Yes, she's one more gal looking for sex in the city, and like the women on that HBO show (and soon-to-be motion picture), Nora's circuitous path to happiness finds a Prince Charming waiting at the end of the road. However, before Broken English descends into derivative rom-com clichés (culminating in a direct filching of the ending of Richard Linklater's much better Before Sunset, missed flight and all), the film's first half provides a delightful and knowing portrait of a woman whose battle with her own desperation offers the possibility of arriving someplace beyond the confines of the genre's prescribed happy ending.

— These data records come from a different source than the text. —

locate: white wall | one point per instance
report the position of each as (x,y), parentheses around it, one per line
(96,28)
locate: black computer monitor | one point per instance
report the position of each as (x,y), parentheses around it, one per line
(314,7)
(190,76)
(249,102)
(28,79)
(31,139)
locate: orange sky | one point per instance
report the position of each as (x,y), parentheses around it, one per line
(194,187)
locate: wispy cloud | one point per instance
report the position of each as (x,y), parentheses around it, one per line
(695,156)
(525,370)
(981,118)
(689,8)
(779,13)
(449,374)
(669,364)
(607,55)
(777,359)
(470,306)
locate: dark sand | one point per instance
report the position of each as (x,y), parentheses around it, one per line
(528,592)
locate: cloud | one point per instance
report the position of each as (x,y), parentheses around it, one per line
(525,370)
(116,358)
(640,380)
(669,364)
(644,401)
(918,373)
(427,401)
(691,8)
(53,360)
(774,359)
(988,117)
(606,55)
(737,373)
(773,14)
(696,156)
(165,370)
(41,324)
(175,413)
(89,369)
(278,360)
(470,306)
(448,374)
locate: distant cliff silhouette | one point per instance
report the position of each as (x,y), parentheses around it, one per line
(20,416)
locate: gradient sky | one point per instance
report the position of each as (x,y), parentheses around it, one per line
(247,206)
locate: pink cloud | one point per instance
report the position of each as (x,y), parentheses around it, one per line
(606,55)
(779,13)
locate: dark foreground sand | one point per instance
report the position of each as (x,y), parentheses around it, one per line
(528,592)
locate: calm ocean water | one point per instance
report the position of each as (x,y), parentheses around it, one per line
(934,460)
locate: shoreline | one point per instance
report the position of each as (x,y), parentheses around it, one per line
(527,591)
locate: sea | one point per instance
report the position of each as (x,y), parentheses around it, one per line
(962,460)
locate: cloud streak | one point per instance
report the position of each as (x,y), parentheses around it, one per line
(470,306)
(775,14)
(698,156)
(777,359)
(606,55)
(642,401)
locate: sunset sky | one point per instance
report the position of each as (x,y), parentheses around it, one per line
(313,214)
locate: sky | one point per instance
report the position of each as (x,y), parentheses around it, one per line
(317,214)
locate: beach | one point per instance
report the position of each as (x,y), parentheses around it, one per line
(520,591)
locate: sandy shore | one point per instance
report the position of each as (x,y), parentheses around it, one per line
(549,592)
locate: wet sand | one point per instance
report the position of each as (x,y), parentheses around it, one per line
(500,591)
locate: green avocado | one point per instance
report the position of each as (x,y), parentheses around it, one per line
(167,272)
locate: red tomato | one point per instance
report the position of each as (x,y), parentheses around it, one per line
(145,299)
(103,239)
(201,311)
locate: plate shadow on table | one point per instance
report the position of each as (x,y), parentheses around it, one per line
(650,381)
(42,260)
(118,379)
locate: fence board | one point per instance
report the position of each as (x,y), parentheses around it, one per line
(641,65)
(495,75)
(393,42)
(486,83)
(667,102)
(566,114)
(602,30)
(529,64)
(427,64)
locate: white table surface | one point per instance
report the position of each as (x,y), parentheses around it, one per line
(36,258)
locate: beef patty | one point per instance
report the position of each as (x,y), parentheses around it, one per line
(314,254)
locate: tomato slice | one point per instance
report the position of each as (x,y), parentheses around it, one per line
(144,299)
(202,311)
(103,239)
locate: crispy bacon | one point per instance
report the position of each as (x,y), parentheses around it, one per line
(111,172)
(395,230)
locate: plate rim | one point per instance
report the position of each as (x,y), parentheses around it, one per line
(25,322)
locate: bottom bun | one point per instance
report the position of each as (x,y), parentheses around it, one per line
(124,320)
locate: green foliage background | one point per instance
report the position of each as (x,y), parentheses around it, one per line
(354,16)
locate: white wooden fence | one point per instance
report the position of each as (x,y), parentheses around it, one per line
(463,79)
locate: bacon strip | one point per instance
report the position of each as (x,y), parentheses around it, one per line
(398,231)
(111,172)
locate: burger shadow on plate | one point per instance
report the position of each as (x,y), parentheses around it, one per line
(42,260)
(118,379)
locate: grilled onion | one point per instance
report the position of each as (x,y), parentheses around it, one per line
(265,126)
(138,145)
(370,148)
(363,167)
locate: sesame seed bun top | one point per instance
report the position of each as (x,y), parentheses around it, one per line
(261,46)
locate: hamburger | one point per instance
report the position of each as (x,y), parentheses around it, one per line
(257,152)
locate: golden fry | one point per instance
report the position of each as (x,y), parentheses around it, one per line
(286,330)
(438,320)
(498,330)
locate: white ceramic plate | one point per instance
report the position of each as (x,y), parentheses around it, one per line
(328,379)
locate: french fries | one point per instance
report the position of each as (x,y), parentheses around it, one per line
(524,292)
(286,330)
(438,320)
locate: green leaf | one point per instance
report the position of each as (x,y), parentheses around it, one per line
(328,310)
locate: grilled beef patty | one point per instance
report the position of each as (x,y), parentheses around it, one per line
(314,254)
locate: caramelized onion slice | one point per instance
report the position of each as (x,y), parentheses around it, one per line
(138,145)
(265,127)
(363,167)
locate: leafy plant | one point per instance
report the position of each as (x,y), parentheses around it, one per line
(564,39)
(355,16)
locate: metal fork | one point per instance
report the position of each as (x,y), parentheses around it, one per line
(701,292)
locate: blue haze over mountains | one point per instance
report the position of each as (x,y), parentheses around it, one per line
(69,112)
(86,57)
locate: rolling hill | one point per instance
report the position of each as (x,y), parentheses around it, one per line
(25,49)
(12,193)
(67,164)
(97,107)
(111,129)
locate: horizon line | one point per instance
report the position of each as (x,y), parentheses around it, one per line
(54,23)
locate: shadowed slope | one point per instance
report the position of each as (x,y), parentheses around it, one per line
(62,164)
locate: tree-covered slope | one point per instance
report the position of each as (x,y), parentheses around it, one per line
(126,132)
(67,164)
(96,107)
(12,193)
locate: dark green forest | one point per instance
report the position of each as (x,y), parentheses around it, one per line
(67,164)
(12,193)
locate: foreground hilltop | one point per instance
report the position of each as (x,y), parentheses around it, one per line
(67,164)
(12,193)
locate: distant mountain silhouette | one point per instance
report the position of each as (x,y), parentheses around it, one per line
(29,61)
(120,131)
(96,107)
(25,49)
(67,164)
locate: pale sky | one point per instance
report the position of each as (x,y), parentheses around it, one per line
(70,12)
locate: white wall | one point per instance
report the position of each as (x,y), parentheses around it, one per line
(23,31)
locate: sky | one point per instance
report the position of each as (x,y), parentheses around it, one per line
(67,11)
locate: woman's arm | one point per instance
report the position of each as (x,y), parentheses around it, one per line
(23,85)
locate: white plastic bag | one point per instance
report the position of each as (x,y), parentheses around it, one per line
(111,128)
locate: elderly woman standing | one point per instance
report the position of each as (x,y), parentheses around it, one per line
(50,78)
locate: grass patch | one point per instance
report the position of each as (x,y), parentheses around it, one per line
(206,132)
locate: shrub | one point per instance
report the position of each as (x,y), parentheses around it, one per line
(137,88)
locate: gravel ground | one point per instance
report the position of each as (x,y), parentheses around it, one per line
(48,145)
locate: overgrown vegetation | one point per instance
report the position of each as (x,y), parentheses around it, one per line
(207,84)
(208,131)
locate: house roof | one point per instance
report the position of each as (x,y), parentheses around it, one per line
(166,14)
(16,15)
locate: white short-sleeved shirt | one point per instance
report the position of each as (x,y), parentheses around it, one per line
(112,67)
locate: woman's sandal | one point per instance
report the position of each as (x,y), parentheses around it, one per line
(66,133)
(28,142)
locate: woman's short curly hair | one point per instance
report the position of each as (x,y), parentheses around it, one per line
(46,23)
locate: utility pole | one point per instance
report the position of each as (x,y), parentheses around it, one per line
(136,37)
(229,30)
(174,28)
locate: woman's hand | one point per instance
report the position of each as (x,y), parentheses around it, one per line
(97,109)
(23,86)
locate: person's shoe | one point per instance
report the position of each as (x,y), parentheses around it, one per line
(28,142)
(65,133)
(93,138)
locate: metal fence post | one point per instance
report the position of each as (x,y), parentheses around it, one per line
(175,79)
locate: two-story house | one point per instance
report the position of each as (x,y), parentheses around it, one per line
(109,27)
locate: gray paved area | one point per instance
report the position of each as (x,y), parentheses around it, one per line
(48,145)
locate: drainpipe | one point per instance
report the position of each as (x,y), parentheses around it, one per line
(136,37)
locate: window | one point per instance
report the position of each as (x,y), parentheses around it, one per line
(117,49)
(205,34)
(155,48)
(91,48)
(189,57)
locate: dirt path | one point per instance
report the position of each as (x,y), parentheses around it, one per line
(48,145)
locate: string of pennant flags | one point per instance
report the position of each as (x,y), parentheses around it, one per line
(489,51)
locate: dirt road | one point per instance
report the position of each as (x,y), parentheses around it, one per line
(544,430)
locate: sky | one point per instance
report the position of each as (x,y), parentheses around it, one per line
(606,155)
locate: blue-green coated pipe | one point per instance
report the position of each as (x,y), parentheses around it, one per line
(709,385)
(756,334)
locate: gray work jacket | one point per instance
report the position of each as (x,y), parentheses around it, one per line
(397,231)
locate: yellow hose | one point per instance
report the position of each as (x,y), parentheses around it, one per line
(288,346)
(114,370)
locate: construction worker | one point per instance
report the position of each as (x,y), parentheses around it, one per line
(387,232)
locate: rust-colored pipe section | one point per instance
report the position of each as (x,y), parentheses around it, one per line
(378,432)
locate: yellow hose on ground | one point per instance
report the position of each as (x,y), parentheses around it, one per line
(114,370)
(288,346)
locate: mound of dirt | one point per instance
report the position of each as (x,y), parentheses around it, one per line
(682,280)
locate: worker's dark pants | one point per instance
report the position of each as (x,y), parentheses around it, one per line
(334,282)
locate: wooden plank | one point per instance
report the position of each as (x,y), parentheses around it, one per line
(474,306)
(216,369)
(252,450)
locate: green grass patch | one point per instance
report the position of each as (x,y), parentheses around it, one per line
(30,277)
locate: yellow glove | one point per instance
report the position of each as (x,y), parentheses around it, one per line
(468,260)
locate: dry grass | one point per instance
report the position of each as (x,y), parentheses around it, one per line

Posey imbues Nora with a quiet dignity as her last vestiges of optimism give way to anxiety attacks as her assumed-to-be happily married best friend, Audrey (Drea de Matteo), urges her to get out into the dating pool, and her mother (Gena Rowlands, director Zoe Cassavetes' real-life mother) reminds Nora that most of the good men have already been taken. After finding no matches on an online dating site, trysting with a self-absorbed actor, and going on a blind date that ends badly, Nora meets Julien (Melvil Poupad), a Frenchman in a jaunty straw hat with whom she embarks on a fling.
First-time filmmaker Cassavetes lives up to her family's reputation, finding depths of characterization in otherwise throwaway moments. Scenes often rely too much on talk rather than on visual solutions, although there's a languid seductiveness to the film's pace. But this movie belongs to Posey, and her nuanced performance makes Broken English a worthy adventure.